CVE-2024-48063
CVE-2024-48063
Weakness (CWE)
CVSS Vector
v3.1- Attack Vector
- Network
- Attack Complexity
- Low
- Privileges Required
- None
- User Interaction
- None
- Scope
- Unchanged
- Confidentiality
- High
- Integrity
- High
- Availability
- High
Description
In PyTorch <=2.4.1, the RemoteModule has Deserialization RCE. NOTE: this is disputed by multiple parties because this is intended behavior in PyTorch distributed computing.
Comprehensive Technical Analysis of CVE-2024-48063
1. Vulnerability Assessment and Severity Evaluation
CVE ID: CVE-2024-48063 CVSS Score: 9.8
The vulnerability in question pertains to a deserialization Remote Code Execution (RCE) issue in the RemoteModule of PyTorch versions up to and including 2.4.1. Deserialization vulnerabilities are particularly severe because they can allow an attacker to execute arbitrary code on the target system, leading to full system compromise. The high CVSS score of 9.8 underscores the critical nature of this vulnerability.
Despite the severity, it is important to note that this behavior is disputed by multiple parties, who argue that it is intended behavior in PyTorch's distributed computing framework. This dispute suggests that the vulnerability might be a result of a misunderstanding or misuse of the intended functionality rather than a flaw in the code itself.

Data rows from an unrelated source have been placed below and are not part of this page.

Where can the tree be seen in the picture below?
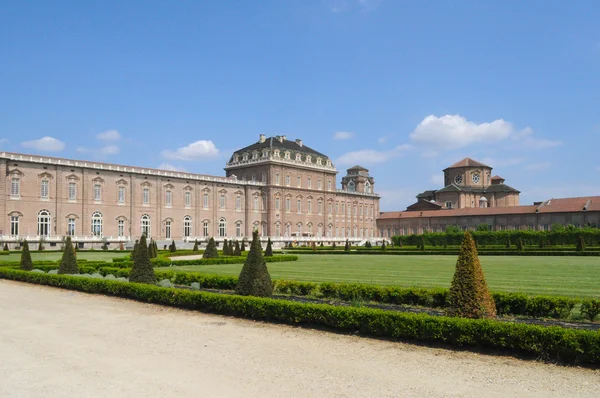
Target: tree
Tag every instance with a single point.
(254, 279)
(469, 296)
(211, 249)
(580, 243)
(269, 250)
(68, 262)
(26, 263)
(142, 270)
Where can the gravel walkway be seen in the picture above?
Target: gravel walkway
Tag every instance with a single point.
(58, 343)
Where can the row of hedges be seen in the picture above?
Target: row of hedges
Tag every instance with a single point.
(548, 343)
(556, 237)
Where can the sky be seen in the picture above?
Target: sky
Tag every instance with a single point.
(404, 88)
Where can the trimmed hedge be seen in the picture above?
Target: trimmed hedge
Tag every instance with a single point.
(549, 343)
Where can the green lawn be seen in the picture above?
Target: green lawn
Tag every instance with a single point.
(56, 255)
(569, 276)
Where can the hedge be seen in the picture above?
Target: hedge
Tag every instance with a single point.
(553, 343)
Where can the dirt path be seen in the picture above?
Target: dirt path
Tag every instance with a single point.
(61, 343)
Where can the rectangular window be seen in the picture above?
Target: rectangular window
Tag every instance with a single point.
(97, 192)
(15, 188)
(44, 188)
(14, 225)
(72, 191)
(71, 227)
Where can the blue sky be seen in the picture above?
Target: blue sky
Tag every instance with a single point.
(404, 88)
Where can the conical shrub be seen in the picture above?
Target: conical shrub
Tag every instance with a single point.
(254, 279)
(469, 296)
(142, 270)
(68, 262)
(26, 263)
(211, 249)
(269, 249)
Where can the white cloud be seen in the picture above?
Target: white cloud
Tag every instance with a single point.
(47, 144)
(109, 135)
(450, 132)
(170, 167)
(371, 156)
(537, 166)
(343, 135)
(196, 151)
(437, 179)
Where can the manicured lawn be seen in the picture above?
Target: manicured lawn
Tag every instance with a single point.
(56, 255)
(569, 276)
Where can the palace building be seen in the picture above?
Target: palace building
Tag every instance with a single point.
(282, 188)
(472, 196)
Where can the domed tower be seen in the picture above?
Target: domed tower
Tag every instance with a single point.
(357, 179)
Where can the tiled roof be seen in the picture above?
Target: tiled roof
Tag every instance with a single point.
(467, 162)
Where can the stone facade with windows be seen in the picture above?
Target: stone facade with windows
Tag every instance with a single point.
(282, 188)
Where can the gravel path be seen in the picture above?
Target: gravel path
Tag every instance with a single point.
(58, 343)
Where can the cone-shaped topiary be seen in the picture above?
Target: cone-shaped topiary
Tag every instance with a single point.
(580, 243)
(68, 262)
(254, 279)
(142, 270)
(26, 263)
(469, 296)
(269, 249)
(211, 249)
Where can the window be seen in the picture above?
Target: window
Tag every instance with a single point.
(187, 226)
(168, 229)
(72, 191)
(97, 192)
(71, 227)
(97, 224)
(222, 227)
(145, 225)
(15, 188)
(44, 223)
(14, 225)
(44, 189)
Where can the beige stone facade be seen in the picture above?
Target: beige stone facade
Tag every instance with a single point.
(281, 193)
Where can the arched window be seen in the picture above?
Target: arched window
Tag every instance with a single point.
(44, 223)
(222, 227)
(97, 224)
(145, 224)
(187, 226)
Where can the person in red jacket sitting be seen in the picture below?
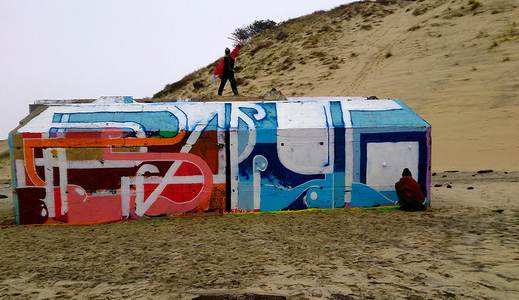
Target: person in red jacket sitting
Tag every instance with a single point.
(410, 195)
(225, 70)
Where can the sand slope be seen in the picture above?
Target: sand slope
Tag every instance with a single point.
(454, 62)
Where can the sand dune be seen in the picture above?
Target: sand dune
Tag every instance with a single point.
(453, 62)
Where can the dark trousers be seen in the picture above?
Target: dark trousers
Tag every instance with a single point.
(233, 85)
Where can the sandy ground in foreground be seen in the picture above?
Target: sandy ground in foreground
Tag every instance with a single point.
(464, 246)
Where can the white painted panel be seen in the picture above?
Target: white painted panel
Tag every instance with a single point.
(385, 162)
(305, 151)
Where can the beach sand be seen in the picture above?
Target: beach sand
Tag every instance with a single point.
(466, 245)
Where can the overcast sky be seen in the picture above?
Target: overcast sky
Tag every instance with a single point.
(62, 49)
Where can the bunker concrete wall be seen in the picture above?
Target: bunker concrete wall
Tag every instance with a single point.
(112, 160)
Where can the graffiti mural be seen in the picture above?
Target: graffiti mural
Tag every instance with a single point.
(116, 158)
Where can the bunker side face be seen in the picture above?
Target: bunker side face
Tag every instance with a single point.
(114, 158)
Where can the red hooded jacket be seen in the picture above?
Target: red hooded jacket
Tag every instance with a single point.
(218, 71)
(409, 190)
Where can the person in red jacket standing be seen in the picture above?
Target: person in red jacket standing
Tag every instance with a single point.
(410, 195)
(225, 70)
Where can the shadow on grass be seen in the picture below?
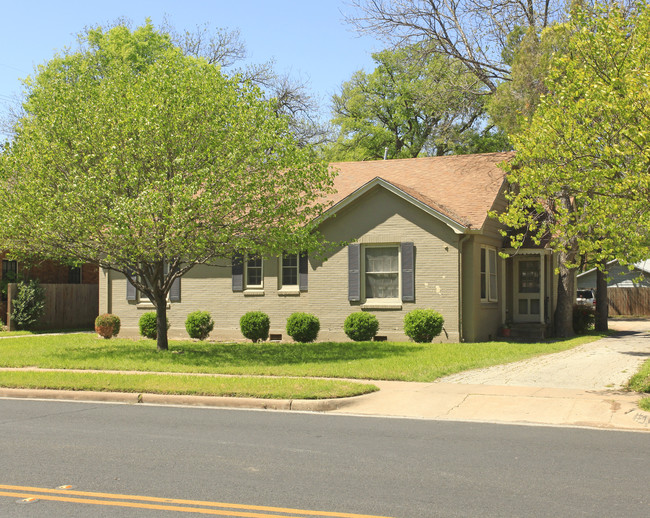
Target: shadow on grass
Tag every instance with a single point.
(142, 354)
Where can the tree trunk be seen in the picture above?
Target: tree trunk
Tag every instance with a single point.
(565, 298)
(161, 323)
(602, 302)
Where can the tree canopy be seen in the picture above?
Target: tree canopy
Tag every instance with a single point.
(148, 162)
(413, 103)
(474, 32)
(581, 176)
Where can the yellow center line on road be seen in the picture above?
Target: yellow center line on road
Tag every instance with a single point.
(156, 503)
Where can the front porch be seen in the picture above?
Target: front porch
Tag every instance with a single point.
(529, 286)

2. Potential Attack Vectors and Exploitation Methods
The primary attack vector for this vulnerability is through the deserialization process in the RemoteModule. An attacker could craft a malicious serialized object that, when deserialized, executes arbitrary code. This can be achieved through various means, such as:
- Network Interception: Intercepting and modifying network traffic to inject malicious serialized objects.
- Malicious Inputs: Providing malicious inputs to functions that utilize the
RemoteModule. - Compromised Data Sources: Exploiting compromised data sources that feed into the
RemoteModule.
Exploitation methods would typically involve:
- Crafting Malicious Payloads: Creating serialized objects that contain malicious code.
- Exploiting Trust Relationships: Leveraging trust relationships within the distributed computing framework to inject malicious data.
3. Affected Systems and Software Versions
The vulnerability affects PyTorch versions up to and including 2.4.1. Systems and applications that utilize PyTorch for distributed computing, particularly those that rely on the RemoteModule, are at risk. This includes:
- Machine Learning Models: Models that are trained or deployed using PyTorch's distributed features.
- Research and Development Environments: Environments where PyTorch is used for experimentation and development.
- Production Systems: Any production system that leverages PyTorch's distributed computing capabilities.
4. Recommended Mitigation Strategies
Given the disputed nature of the vulnerability, mitigation strategies should focus on both immediate protection and long-term best practices:
- Update PyTorch: Ensure that all systems are updated to the latest version of PyTorch that addresses this vulnerability, if available.
- Input Validation: Implement robust input validation and sanitization for all data that is deserialized.
- Network Security: Use secure communication channels (e.g., TLS) to protect against network interception and modification.
- Access Controls: Implement strict access controls to limit who can interact with the
RemoteModule. - Monitoring and Logging: Enhance monitoring and logging to detect and respond to any suspicious activities related to deserialization.
5. Impact on Cybersecurity Landscape
The discovery of this vulnerability highlights the ongoing challenges in securing complex software systems, particularly those involved in distributed computing and machine learning. The high CVSS score indicates the potential for significant impact if exploited, including data breaches, system compromises, and loss of intellectual property.
The dispute surrounding the vulnerability also underscores the need for clear communication and documentation of intended behaviors in software, as well as the importance of community involvement in identifying and addressing security issues.
6. Technical Details for Security Professionals
Deserialization RCE:
- Deserialization vulnerabilities occur when untrusted data is used to create an object, which can lead to the execution of arbitrary code.
- In the context of PyTorch's
RemoteModule, this involves the process of converting serialized data back into a usable object.
Distributed Computing:
- PyTorch's distributed computing features allow for the parallelization of tasks across multiple nodes, which can introduce complexities in securing data flows.
- The
RemoteModuleis a key component in this framework, enabling remote procedure calls (RPCs) and other distributed operations.
Mitigation Techniques:
- Serialization Libraries: Use secure serialization libraries that provide mechanisms to validate and sanitize data.
- Code Reviews: Conduct thorough code reviews to identify and mitigate potential deserialization issues.
- Security Policies: Implement and enforce security policies that govern the use of distributed computing features and data handling practices.
References:
By addressing this vulnerability and implementing robust security practices, organizations can better protect their systems and data from potential exploits.